Principal component analysis
Table of contents
Resources
- Principal component analysis by Hervé Abdi and Lynne J. Williams is excellent at explaining PCA interpretation. It also covers some extensions to PCA.
- A Tutorial on Principal Component Analysis by Jonathon Shlens goes into more detail on the intuition behind PCA, while also discussing its applicability and limits.

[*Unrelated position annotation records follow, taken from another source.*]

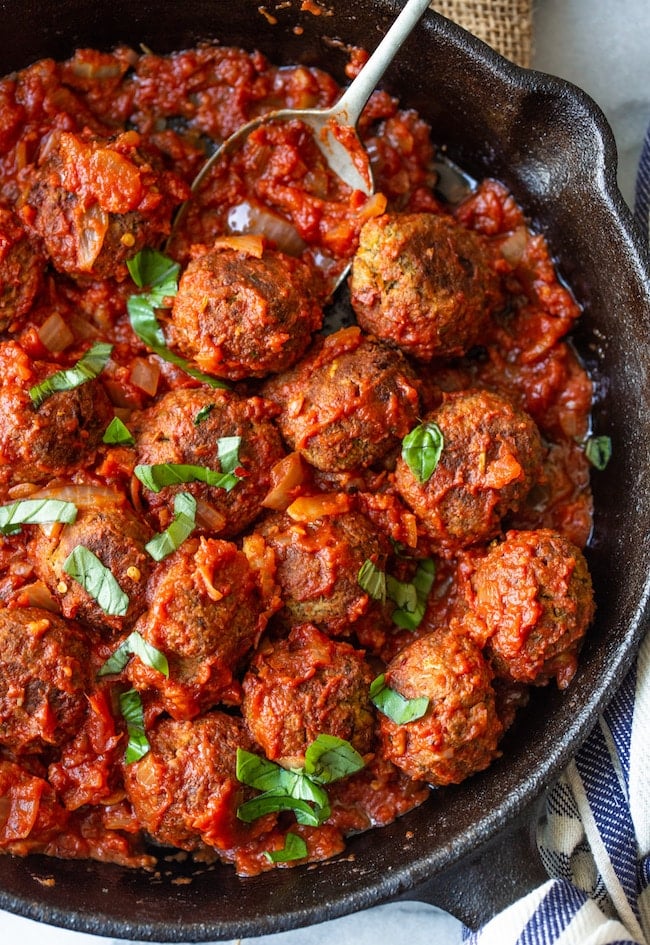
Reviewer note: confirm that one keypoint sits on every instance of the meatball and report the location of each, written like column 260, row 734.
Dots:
column 184, row 791
column 491, row 458
column 534, row 594
column 424, row 283
column 206, row 612
column 238, row 315
column 318, row 566
column 304, row 686
column 347, row 403
column 185, row 426
column 95, row 202
column 116, row 536
column 21, row 270
column 459, row 732
column 43, row 674
column 55, row 438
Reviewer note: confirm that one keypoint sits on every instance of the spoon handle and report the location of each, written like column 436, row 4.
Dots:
column 357, row 94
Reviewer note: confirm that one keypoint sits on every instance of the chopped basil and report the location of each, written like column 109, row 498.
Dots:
column 35, row 512
column 421, row 450
column 86, row 369
column 135, row 645
column 131, row 708
column 95, row 578
column 394, row 705
column 118, row 433
column 152, row 270
column 294, row 848
column 180, row 528
column 598, row 450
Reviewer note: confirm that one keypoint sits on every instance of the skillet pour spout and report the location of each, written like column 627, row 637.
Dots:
column 550, row 146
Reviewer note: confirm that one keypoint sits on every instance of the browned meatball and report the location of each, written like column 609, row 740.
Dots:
column 206, row 612
column 43, row 674
column 491, row 458
column 55, row 438
column 347, row 403
column 185, row 426
column 423, row 282
column 96, row 202
column 318, row 566
column 238, row 315
column 184, row 791
column 533, row 591
column 116, row 536
column 299, row 688
column 21, row 270
column 459, row 732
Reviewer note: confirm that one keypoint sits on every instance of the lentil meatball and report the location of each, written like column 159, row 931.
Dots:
column 206, row 612
column 491, row 458
column 239, row 315
column 43, row 675
column 96, row 202
column 459, row 732
column 21, row 270
column 185, row 426
column 318, row 564
column 184, row 791
column 533, row 591
column 116, row 536
column 347, row 403
column 303, row 686
column 424, row 283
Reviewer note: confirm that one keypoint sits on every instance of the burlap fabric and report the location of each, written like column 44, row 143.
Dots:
column 506, row 25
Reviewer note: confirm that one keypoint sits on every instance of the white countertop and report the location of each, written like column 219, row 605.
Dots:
column 603, row 46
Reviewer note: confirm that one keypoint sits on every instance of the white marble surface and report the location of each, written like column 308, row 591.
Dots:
column 603, row 46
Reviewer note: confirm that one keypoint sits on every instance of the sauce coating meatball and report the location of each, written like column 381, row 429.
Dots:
column 43, row 676
column 347, row 403
column 318, row 565
column 533, row 591
column 490, row 459
column 184, row 791
column 116, row 536
column 424, row 283
column 206, row 612
column 304, row 686
column 458, row 734
column 185, row 426
column 96, row 202
column 240, row 315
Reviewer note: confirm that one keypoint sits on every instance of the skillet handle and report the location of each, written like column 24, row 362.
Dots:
column 492, row 877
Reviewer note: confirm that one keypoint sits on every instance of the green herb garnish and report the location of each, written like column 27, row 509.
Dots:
column 97, row 580
column 35, row 512
column 421, row 450
column 86, row 369
column 394, row 705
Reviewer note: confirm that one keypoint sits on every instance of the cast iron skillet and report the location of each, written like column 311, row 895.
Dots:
column 550, row 145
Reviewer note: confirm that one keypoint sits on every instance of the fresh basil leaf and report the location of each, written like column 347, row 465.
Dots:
column 117, row 433
column 131, row 709
column 172, row 474
column 294, row 848
column 180, row 528
column 330, row 758
column 95, row 578
column 394, row 705
column 598, row 450
column 86, row 369
column 35, row 512
column 421, row 450
column 372, row 580
column 135, row 645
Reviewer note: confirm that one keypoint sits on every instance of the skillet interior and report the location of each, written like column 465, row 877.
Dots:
column 550, row 145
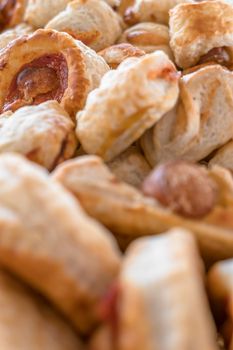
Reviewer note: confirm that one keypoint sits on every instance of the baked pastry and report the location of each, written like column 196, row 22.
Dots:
column 114, row 55
column 148, row 37
column 89, row 21
column 200, row 123
column 50, row 249
column 27, row 322
column 128, row 102
column 48, row 65
column 43, row 133
column 208, row 213
column 202, row 32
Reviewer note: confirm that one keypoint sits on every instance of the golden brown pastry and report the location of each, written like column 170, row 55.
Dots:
column 43, row 133
column 48, row 65
column 47, row 240
column 92, row 21
column 202, row 32
column 128, row 102
column 27, row 322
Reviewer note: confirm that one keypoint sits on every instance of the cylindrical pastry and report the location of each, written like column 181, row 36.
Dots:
column 48, row 65
column 128, row 102
column 48, row 241
column 92, row 21
column 44, row 134
column 202, row 32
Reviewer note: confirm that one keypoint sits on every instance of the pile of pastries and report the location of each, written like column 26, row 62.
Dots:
column 116, row 175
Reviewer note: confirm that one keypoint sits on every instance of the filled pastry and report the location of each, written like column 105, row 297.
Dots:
column 89, row 21
column 48, row 65
column 27, row 322
column 202, row 32
column 43, row 133
column 129, row 101
column 57, row 249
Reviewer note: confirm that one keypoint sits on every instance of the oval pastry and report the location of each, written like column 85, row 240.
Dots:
column 48, row 65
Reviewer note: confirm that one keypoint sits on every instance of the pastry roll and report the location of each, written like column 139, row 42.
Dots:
column 48, row 65
column 44, row 134
column 57, row 249
column 92, row 21
column 27, row 322
column 128, row 102
column 202, row 32
column 114, row 55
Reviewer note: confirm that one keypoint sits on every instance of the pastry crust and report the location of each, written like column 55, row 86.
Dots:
column 51, row 248
column 128, row 102
column 89, row 21
column 44, row 134
column 197, row 28
column 48, row 65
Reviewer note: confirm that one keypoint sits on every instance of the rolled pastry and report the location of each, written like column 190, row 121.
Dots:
column 92, row 21
column 202, row 32
column 57, row 249
column 48, row 65
column 128, row 102
column 29, row 323
column 43, row 133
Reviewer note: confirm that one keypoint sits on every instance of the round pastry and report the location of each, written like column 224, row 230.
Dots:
column 202, row 32
column 129, row 101
column 44, row 134
column 48, row 65
column 114, row 55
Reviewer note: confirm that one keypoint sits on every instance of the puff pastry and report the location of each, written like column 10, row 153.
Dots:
column 48, row 65
column 200, row 123
column 28, row 323
column 128, row 102
column 51, row 248
column 201, row 32
column 89, row 21
column 44, row 134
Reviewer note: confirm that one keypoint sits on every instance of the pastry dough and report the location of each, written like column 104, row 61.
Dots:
column 200, row 123
column 44, row 134
column 199, row 28
column 89, row 21
column 116, row 54
column 48, row 65
column 48, row 241
column 136, row 215
column 128, row 102
column 28, row 323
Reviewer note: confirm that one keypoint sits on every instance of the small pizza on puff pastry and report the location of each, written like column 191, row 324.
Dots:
column 130, row 100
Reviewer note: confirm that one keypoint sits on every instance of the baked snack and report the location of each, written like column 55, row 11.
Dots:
column 202, row 32
column 43, row 133
column 128, row 102
column 48, row 65
column 27, row 322
column 89, row 21
column 50, row 249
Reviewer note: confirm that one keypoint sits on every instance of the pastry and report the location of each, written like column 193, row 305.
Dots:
column 48, row 65
column 27, row 322
column 202, row 32
column 89, row 21
column 47, row 240
column 43, row 133
column 129, row 101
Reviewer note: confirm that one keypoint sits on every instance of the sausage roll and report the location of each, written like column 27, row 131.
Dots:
column 202, row 32
column 27, row 322
column 92, row 21
column 44, row 134
column 57, row 249
column 128, row 102
column 48, row 65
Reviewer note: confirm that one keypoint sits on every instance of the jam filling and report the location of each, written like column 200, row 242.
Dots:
column 45, row 78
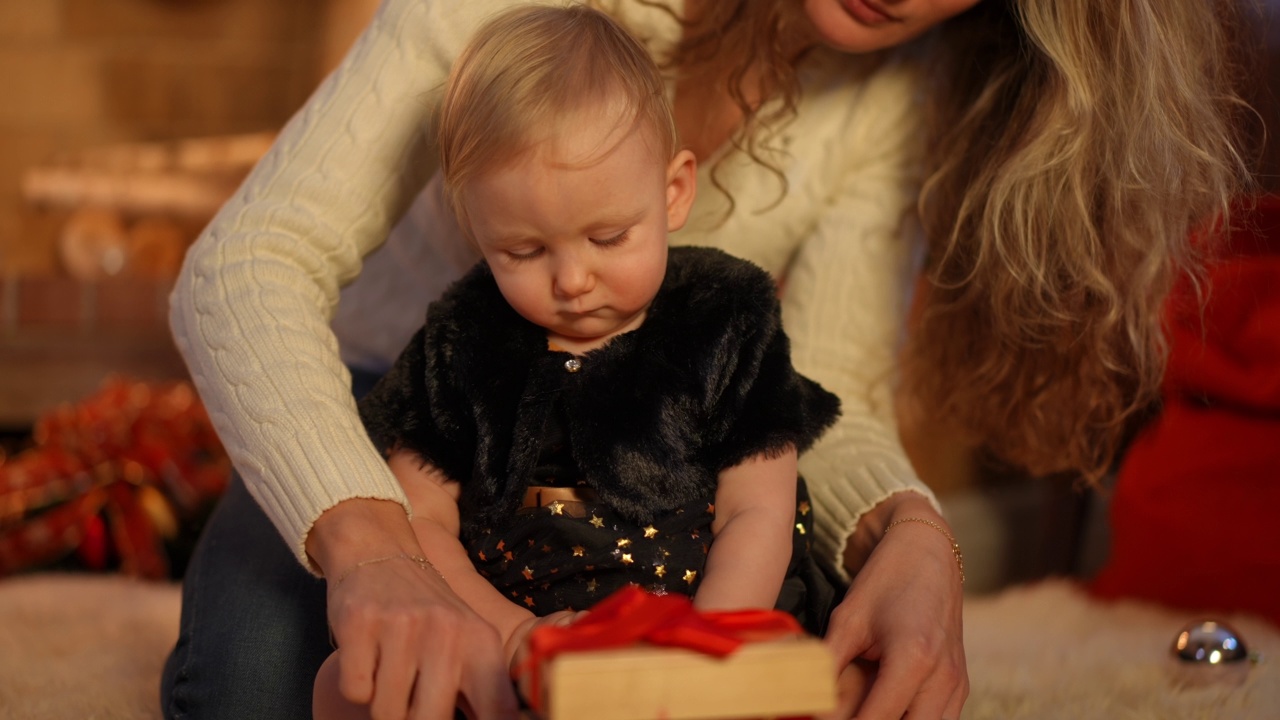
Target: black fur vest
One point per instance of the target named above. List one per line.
(653, 417)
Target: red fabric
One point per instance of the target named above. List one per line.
(632, 615)
(1196, 511)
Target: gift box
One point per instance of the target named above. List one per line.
(639, 656)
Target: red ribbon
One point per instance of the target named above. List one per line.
(632, 615)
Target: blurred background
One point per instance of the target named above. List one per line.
(123, 124)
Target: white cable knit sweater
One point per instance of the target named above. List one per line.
(251, 311)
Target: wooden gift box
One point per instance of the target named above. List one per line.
(780, 678)
(645, 657)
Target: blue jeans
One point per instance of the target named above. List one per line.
(254, 629)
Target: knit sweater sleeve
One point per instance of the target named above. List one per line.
(251, 309)
(844, 308)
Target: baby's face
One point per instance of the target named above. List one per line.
(575, 231)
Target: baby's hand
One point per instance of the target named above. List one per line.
(517, 646)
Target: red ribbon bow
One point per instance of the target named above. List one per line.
(632, 615)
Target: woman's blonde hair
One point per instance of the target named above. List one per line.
(1073, 149)
(531, 68)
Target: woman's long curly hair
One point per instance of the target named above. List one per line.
(1073, 147)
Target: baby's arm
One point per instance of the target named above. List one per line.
(754, 516)
(437, 524)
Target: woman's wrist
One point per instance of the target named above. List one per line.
(873, 524)
(357, 531)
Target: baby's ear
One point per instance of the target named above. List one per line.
(681, 188)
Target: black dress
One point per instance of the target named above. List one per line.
(639, 431)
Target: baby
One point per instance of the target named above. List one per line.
(589, 409)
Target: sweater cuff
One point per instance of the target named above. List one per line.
(293, 495)
(855, 491)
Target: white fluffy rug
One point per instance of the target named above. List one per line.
(91, 647)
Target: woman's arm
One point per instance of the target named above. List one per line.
(754, 518)
(252, 305)
(845, 308)
(437, 525)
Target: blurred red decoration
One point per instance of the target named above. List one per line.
(112, 477)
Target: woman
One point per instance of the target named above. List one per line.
(1063, 163)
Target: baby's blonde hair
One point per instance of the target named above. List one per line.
(530, 69)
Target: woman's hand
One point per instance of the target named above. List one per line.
(410, 646)
(903, 614)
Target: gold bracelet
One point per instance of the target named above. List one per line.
(416, 559)
(955, 546)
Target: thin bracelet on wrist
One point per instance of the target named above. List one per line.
(955, 546)
(416, 559)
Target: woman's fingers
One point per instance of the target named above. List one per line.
(910, 623)
(393, 679)
(411, 648)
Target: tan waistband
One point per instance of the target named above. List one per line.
(542, 496)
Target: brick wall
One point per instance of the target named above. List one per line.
(82, 73)
(78, 74)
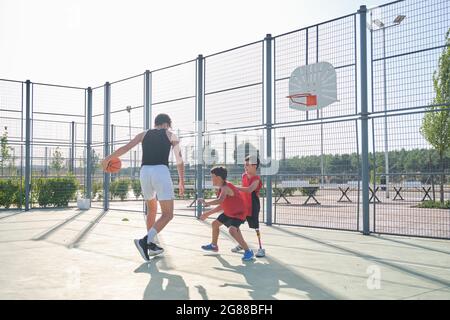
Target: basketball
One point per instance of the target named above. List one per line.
(114, 165)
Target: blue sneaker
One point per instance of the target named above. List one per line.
(248, 255)
(210, 247)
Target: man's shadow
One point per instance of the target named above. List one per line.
(162, 285)
(264, 280)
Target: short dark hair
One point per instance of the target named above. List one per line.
(163, 118)
(252, 159)
(220, 172)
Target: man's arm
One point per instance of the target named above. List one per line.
(122, 150)
(223, 194)
(179, 159)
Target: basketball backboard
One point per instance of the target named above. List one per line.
(312, 87)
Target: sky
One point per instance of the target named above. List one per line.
(86, 43)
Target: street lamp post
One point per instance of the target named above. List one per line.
(381, 26)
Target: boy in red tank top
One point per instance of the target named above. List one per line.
(251, 185)
(231, 202)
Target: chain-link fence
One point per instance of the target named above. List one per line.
(376, 160)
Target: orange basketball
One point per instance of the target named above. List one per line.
(114, 165)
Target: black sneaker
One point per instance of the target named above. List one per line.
(142, 247)
(153, 249)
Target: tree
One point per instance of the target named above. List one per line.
(57, 161)
(5, 149)
(436, 124)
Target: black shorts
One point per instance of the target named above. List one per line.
(228, 222)
(253, 220)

- I learnt PCA from these lecture notes from Xavier Gendre. He provides a comprehensive walkthrough using a dataset of Skyrim bows.
Data
PCA assumes you have a dataframe consisting of numerical variables. This includes booleans and integers.
As an example, let’s use a dataset describing the energy mix of each country in the world, in 2019. The dataset is normalized into percentages, which makes countries comparable with one another.
import prince
dataset = prince.datasets.load_energy_mix(year=2019, normalize=True)
dataset.head().style.format('{:.0%}')
coal | oil | gas | nuclear | hydro | wind | solar | other renewables | ||
---|---|---|---|---|---|---|---|---|---|
continent | country | ||||||||
Africa | Algeria | 1% | 35% | 64% | 0% | 0% | 0% | 0% | 0% |
South America | Argentina | 1% | 35% | 50% | 2% | 10% | 1% | 0% | 1% |
Oceania | Australia | 28% | 34% | 30% | 0% | 2% | 3% | 3% | 1% |
Europe | Austria | 9% | 37% | 22% | 0% | 25% | 4% | 1% | 3% |
Asia | Azerbaijan | 0% | 33% | 65% | 0% | 2% | 0% | 0% | 0% |
Fitting
The PCA
estimator implements the fit/transform
API from scikit-learn.
pca = prince.PCA(
n_components=3,
n_iter=3,
rescale_with_mean=True,
rescale_with_std=True,
copy=True,
check_input=True,
engine='sklearn',
random_state=42
)
pca = pca.fit(dataset)
The available parameters are:
n_components
— the number of components that are computed. You only need two if your intention is to visualize the two major components.n_iter
— the number of iterations used for computing the SVD.rescale_with_mean
— whether to substract each column’s meanrescale_with_std
— whether to divide each column by it’s standard deviationcopy
— ifFalse
then the computations will be done inplace which can have possible side-effects on the input dataengine
— what SVD engine to use (should be one of['fbpca', 'sklearn']
)random_state
— controls the randomness of the SVD results.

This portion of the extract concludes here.